Three Paths to Approaching Stakeholders
By Kenneth Darter | minute read
When it comes to approaching stakeholders with your message about the project, there are many different paths you can take to get your message to the right person. How you approach the stakeholders can be just as important as what the message is. Determining your strategy and your methods beforehand is essential; not having a strategy at all is a recipe for chaos and disorder. The stakeholders need to have a clear understanding of the message, and how you get it to them can help or hinder that effort. Pick your path carefully based upon your situation to get your message across in the right way. Here are some ideas on how to start formulating your path to approaching your stakeholders. These may not work for you, but they will start you thinking about your own path to stakeholders.
Path 1: Least Resistance
The path of least resistance is the easy way, the path that makes the most sense and ensures that no waves are made in the stakeholders. In general, this is simply reporting on a regular basis to the closest stakeholder. The project manager does not go out of his way to get a message to stakeholders that are beyond the sphere of influence or outside the normal chain of command. A common example of taking the path of least resistance is to only report information about the project to your direct superior or the key stakeholder and decision maker and let them carry the message to the rest of the stakeholders for the project.
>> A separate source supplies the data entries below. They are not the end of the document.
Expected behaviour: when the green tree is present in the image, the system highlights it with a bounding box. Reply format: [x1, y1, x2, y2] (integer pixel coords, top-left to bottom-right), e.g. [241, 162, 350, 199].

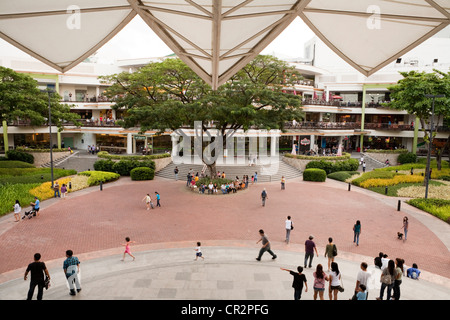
[100, 55, 304, 176]
[387, 69, 450, 177]
[0, 66, 80, 147]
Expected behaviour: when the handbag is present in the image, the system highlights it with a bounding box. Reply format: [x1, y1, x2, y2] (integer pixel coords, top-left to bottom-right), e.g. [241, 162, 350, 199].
[338, 275, 344, 292]
[332, 244, 338, 257]
[291, 223, 294, 230]
[44, 276, 51, 290]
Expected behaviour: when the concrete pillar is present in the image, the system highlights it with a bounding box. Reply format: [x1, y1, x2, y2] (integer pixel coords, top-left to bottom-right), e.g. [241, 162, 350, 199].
[310, 135, 315, 150]
[126, 133, 132, 154]
[57, 131, 61, 149]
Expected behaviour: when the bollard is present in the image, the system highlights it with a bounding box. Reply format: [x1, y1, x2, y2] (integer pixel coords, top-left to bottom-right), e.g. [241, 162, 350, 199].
[348, 183, 351, 191]
[397, 200, 401, 211]
[100, 181, 103, 191]
[385, 186, 388, 195]
[69, 181, 72, 190]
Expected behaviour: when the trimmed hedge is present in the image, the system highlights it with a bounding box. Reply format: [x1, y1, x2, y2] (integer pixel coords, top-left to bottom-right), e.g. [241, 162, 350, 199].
[0, 160, 35, 168]
[78, 171, 120, 186]
[130, 167, 155, 181]
[407, 198, 450, 223]
[97, 151, 170, 161]
[305, 158, 359, 174]
[397, 152, 417, 164]
[6, 150, 34, 164]
[284, 152, 351, 161]
[303, 168, 327, 182]
[93, 159, 156, 176]
[327, 171, 360, 182]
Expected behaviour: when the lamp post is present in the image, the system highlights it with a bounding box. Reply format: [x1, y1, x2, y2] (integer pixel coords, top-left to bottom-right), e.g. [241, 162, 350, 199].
[42, 89, 55, 188]
[424, 94, 445, 199]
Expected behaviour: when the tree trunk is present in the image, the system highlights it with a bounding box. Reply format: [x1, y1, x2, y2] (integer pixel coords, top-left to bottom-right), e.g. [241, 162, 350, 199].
[206, 162, 217, 179]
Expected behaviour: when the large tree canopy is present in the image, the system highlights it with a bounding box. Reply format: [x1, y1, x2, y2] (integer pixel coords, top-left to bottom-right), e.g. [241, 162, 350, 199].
[387, 69, 450, 171]
[100, 55, 304, 175]
[0, 66, 80, 131]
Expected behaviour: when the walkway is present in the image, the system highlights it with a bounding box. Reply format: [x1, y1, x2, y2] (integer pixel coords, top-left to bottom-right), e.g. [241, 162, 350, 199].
[0, 175, 449, 300]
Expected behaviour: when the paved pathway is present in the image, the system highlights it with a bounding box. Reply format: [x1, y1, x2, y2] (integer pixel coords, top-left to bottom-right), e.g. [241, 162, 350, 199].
[0, 175, 449, 300]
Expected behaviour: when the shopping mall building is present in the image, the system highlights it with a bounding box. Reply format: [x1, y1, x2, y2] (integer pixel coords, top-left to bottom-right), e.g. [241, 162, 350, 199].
[1, 28, 449, 157]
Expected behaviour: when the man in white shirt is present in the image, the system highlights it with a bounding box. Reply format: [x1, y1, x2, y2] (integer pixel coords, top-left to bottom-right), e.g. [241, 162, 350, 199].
[381, 254, 389, 271]
[285, 216, 293, 244]
[353, 262, 371, 300]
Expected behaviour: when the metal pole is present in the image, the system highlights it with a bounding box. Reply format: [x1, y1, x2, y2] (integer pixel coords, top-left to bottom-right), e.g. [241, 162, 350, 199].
[47, 90, 54, 188]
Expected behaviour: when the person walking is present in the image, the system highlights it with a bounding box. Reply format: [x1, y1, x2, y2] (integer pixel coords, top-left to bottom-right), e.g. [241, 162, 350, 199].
[402, 216, 409, 241]
[304, 235, 318, 268]
[328, 262, 343, 300]
[155, 192, 161, 207]
[377, 259, 396, 300]
[313, 264, 329, 300]
[254, 172, 258, 183]
[256, 229, 277, 261]
[362, 161, 366, 173]
[24, 253, 50, 300]
[280, 266, 308, 300]
[121, 237, 136, 261]
[194, 242, 204, 261]
[324, 237, 337, 271]
[142, 193, 153, 210]
[63, 250, 81, 296]
[13, 199, 21, 222]
[261, 188, 268, 207]
[174, 166, 179, 180]
[281, 176, 286, 190]
[353, 220, 361, 246]
[30, 196, 40, 217]
[285, 216, 293, 244]
[393, 258, 404, 300]
[352, 262, 370, 300]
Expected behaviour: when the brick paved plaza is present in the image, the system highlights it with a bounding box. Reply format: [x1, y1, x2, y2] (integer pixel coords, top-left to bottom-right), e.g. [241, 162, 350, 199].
[0, 175, 449, 300]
Path 2: The Shotgun Approach
Another path to stakeholders is to take the shotgun approach. Instead of delivering a message to one person or a small group of stakeholders, you deliver the message to anyone who is listening and sometimes, to people who are not listening very well. The shotgun approach gets your message to the stakeholders in any way that works; this might mean elevator or hallway conversations, regular emails, and even presenting at different meetings. The shotgun approach is to broadcast the message as loudly as possible and hit as many targets as possible. While it may be a good way to make sure everyone knows what is going on, the message will not be contained or controlled for very long.
Path 3: Take the High Road
Somewhere between the path of least resistance and the shotgun method is the high road. This is the method of making sure all stakeholders are informed in formal project meetings. If the stakeholders are deeply invested in the project, then this may be the best method for reaching them and keeping them involved in the project. The project manager should work hard to polish his message and clearly state what is needed from the stakeholders in meetings with them. The high road involves a proactive group of stakeholders and a project manager who can deliver the message as needed.
While there are many different paths to the stakeholders of a project, the project manager must work to find the best way to reach them. One method may not work by itself, and the project manager may end up using parts of the paths above or finding their own path that works for their project. Whatever path you use to approach stakeholders, make sure you have a plan for it; because not having a plan will leave you stuck in the mud somewhere along the path, or lost in the woods.